MIRAGE: Robust multi-modal architectures translate fMRI-to-image models from vision to mental imagery
Pith reviewed 2026-05-20 13:42 UTC · model grok-4.3
The pith
A linear backbone with multi-modal text and image features lets a diffusion model reconstruct mental images from fMRI after training only on external visual stimuli.
A machine-rendered reading of the paper's core claim, the machinery that carries it, and where it could break.
Core claim
MIRAGE trains on large-scale datasets of external visual stimuli to decode mental images from brain activity. It uses a linear backbone that combines multi-modal text features with both high- and low-level image features as conditioning input to a diffusion model.
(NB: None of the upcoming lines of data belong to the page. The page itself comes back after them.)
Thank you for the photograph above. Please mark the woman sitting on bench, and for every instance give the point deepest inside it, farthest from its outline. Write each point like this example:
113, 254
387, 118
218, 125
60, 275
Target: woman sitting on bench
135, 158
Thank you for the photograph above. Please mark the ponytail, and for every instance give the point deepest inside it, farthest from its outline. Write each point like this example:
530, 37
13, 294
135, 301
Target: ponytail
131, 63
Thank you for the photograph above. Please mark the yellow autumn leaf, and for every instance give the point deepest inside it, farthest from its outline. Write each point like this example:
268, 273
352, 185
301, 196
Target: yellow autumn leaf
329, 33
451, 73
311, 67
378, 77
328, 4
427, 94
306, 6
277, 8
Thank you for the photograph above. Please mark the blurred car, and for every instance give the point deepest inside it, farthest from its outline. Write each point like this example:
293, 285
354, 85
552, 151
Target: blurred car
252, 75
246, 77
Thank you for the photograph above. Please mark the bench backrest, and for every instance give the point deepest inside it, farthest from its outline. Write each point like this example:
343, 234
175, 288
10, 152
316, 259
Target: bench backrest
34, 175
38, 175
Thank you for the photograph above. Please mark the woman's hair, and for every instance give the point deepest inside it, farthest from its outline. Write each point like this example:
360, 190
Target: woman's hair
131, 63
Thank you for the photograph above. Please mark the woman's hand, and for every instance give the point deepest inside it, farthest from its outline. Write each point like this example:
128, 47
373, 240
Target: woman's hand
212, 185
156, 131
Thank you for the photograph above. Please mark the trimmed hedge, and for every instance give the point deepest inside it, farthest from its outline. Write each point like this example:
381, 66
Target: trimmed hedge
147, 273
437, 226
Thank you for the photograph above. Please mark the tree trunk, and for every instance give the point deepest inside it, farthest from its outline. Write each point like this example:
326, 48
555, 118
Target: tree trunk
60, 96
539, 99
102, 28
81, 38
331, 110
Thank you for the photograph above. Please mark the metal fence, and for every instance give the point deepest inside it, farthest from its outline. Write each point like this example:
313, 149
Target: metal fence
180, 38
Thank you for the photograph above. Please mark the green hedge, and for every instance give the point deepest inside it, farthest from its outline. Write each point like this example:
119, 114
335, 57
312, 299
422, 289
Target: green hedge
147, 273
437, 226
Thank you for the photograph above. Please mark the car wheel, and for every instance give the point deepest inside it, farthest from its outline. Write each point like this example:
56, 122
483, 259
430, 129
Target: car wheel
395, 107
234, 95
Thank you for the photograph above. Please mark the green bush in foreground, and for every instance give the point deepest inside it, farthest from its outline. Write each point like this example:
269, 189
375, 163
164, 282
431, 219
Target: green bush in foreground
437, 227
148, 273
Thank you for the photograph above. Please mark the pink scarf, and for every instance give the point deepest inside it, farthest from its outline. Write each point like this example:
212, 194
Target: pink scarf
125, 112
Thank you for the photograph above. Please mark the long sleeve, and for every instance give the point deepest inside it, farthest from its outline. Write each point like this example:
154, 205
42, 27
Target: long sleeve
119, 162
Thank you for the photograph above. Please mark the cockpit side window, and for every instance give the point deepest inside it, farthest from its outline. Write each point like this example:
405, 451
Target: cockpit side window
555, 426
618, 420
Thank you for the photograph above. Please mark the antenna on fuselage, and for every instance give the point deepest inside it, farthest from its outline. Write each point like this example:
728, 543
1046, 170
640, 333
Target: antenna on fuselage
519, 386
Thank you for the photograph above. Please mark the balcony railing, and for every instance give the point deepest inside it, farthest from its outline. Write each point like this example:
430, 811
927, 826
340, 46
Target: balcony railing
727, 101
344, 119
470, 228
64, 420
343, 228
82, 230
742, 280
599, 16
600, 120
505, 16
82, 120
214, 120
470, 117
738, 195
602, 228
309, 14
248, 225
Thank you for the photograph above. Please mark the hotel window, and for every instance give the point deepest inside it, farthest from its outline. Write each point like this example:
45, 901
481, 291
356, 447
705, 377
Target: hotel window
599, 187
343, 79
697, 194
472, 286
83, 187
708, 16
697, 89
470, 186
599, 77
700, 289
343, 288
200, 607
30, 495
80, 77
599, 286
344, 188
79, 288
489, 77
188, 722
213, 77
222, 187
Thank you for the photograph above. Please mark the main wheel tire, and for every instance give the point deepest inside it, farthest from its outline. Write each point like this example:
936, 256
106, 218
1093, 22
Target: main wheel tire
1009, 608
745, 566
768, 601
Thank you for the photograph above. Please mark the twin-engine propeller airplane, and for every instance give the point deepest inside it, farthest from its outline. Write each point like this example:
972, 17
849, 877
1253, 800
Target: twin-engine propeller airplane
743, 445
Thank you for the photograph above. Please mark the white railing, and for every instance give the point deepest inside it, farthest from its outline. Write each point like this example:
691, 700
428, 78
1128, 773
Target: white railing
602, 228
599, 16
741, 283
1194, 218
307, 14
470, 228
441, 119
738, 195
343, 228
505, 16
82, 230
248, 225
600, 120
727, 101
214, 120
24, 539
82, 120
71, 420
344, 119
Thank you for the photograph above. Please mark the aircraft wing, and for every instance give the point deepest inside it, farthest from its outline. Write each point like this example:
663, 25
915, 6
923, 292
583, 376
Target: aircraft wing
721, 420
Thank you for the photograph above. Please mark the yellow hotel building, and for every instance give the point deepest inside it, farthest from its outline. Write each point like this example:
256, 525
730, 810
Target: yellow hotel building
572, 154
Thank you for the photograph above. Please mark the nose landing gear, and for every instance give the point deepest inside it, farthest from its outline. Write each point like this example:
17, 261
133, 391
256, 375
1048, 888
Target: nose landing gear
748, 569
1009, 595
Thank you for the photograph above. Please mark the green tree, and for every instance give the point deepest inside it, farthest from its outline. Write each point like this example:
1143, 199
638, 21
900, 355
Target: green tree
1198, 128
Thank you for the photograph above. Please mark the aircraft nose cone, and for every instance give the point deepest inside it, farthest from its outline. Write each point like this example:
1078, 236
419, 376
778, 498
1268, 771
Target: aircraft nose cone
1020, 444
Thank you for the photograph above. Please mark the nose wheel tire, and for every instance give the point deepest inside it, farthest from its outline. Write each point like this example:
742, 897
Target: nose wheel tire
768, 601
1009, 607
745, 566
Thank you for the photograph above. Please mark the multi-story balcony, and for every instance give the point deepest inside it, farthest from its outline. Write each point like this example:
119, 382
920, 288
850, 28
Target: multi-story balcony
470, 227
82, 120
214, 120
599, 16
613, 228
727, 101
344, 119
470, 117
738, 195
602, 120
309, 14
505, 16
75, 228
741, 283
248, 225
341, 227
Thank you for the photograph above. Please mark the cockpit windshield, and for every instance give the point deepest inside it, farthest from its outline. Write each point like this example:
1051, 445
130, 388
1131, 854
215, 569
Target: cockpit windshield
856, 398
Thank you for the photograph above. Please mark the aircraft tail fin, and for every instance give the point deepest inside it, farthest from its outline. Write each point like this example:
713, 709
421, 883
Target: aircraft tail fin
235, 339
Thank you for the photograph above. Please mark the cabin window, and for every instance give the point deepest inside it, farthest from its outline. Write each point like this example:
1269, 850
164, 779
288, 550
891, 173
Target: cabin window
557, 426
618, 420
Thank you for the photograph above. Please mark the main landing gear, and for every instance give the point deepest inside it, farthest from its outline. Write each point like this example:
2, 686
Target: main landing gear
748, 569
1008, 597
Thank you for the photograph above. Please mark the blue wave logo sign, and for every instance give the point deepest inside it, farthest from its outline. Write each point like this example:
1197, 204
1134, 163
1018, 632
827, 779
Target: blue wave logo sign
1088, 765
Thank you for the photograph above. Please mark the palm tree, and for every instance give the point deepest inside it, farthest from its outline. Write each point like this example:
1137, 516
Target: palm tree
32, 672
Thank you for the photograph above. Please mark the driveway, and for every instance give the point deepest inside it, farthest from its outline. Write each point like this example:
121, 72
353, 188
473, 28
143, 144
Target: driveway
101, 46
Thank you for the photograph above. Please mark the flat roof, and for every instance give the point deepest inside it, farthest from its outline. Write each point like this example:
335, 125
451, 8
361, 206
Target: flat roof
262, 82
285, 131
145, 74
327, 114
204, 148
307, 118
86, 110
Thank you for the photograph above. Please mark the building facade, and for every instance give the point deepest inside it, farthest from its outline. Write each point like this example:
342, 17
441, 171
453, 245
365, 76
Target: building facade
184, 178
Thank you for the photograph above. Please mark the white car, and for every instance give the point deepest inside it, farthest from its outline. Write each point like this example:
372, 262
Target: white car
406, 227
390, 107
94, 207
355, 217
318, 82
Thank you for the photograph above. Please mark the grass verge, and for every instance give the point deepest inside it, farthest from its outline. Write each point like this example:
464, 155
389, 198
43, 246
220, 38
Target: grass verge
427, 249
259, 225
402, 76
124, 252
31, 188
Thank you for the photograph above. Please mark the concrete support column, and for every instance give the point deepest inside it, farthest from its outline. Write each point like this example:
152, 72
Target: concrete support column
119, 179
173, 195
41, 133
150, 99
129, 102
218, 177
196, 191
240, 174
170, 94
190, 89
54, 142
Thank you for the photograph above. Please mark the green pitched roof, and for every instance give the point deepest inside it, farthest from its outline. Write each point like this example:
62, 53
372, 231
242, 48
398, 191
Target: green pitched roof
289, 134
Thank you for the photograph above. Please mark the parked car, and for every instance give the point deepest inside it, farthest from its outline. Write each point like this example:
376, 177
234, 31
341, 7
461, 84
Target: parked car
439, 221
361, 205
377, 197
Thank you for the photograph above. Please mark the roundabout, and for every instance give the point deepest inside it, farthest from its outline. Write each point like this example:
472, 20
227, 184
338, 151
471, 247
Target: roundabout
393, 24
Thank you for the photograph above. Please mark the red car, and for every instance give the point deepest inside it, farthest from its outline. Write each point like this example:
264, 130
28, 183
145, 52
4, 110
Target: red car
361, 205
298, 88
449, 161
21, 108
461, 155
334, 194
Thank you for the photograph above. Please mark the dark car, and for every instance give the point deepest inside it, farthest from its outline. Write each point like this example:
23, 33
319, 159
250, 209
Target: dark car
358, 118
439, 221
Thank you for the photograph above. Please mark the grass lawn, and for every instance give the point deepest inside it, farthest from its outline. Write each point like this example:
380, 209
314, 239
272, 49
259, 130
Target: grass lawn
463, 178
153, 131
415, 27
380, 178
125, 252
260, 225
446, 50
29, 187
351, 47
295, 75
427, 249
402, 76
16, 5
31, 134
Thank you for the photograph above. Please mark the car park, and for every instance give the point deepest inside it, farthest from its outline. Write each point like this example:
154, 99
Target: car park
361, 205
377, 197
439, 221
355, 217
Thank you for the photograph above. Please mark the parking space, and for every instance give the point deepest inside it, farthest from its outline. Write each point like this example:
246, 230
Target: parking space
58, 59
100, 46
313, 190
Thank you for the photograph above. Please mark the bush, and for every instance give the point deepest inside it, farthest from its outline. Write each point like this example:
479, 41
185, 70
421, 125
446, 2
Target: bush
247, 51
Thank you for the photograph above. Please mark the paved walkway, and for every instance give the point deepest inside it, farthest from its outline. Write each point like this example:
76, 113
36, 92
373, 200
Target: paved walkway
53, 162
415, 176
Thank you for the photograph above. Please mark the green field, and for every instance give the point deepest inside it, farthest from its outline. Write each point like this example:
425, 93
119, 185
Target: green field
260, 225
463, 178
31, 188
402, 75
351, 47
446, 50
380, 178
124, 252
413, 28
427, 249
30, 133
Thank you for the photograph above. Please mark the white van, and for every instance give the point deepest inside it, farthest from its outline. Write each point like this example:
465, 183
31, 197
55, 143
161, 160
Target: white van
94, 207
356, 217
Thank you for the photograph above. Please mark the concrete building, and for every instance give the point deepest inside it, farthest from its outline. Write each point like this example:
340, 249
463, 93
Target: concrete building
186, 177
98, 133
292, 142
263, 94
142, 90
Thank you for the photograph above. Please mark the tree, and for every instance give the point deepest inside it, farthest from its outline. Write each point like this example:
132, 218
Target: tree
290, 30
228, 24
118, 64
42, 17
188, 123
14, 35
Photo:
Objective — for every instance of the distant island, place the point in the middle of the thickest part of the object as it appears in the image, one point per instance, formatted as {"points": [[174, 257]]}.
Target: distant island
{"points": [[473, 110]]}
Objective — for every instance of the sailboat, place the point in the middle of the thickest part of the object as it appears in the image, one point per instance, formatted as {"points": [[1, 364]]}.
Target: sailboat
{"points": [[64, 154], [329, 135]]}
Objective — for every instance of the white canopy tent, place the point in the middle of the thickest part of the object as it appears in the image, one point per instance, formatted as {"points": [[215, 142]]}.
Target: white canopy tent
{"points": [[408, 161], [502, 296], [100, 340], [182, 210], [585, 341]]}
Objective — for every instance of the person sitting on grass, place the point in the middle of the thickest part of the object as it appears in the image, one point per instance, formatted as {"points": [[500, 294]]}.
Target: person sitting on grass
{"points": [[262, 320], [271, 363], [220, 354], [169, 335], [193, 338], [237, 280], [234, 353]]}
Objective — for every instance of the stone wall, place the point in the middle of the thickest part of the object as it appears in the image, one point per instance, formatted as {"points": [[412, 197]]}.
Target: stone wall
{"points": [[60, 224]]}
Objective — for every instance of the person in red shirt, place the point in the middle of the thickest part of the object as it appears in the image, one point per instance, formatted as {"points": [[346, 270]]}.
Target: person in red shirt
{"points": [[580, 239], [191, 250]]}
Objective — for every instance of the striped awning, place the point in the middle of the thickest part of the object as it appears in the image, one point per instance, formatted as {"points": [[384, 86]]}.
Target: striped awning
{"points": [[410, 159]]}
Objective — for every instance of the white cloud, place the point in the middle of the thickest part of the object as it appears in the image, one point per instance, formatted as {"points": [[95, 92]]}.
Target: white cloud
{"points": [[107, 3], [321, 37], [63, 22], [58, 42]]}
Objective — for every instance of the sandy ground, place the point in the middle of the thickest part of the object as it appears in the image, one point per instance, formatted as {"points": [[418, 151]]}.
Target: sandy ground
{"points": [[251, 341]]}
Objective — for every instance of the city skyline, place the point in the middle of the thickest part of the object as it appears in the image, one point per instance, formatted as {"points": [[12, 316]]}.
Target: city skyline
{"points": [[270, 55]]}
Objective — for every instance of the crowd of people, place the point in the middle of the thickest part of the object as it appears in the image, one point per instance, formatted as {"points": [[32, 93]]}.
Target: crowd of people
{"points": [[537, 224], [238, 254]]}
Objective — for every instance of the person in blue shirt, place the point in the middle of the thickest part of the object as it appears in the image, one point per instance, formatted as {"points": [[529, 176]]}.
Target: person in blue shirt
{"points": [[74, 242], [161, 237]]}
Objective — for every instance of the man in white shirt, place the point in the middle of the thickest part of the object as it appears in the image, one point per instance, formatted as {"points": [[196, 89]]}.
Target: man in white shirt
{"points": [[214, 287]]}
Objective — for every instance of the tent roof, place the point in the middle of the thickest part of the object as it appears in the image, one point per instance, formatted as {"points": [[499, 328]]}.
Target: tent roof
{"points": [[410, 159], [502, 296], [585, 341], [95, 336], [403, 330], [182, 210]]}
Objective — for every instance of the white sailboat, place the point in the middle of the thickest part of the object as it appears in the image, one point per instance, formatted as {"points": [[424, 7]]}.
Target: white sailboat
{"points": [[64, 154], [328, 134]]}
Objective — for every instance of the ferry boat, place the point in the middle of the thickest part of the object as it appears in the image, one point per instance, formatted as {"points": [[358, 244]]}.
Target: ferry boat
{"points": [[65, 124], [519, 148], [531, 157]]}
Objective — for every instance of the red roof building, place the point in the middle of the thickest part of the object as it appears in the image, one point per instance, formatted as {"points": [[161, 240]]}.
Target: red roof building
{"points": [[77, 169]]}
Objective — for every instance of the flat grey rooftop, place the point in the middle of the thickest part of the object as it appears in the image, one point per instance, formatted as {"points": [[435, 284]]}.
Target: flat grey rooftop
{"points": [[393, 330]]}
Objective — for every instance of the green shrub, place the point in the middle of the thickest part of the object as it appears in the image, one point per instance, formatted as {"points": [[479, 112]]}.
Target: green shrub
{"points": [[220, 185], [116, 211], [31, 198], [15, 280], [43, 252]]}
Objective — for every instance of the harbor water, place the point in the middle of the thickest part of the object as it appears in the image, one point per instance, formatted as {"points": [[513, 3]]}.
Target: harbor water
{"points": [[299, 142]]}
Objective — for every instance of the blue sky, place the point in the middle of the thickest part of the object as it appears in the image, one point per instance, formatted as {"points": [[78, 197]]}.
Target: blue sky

On the NSD-Imagery benchmark this yields state-of-the-art reconstructions according to feature-space metrics and human raters. Ablation experiments indicate that performance peaks when image features are kept low-dimensional and when text guidance is included alongside both high- and low-level visual features.
What carries the argument
The MIRAGE linear backbone that fuses multi-modal text and image features to condition a diffusion model for fMRI-to-image translation.
If this is right
- Mental-image reconstruction reaches state-of-the-art levels without any direct training on internally generated imagery data.
- Low-dimensional image features plus text and both high- and low-level visual cues produce the most accurate mental-image outputs.
- Existing large-scale vision datasets become viable training resources for mental-image decoders once the architecture is chosen appropriately.
- The gap between seen-image and mental-image decoding performance can be closed by explicit multi-modal conditioning rather than by scaling model size alone.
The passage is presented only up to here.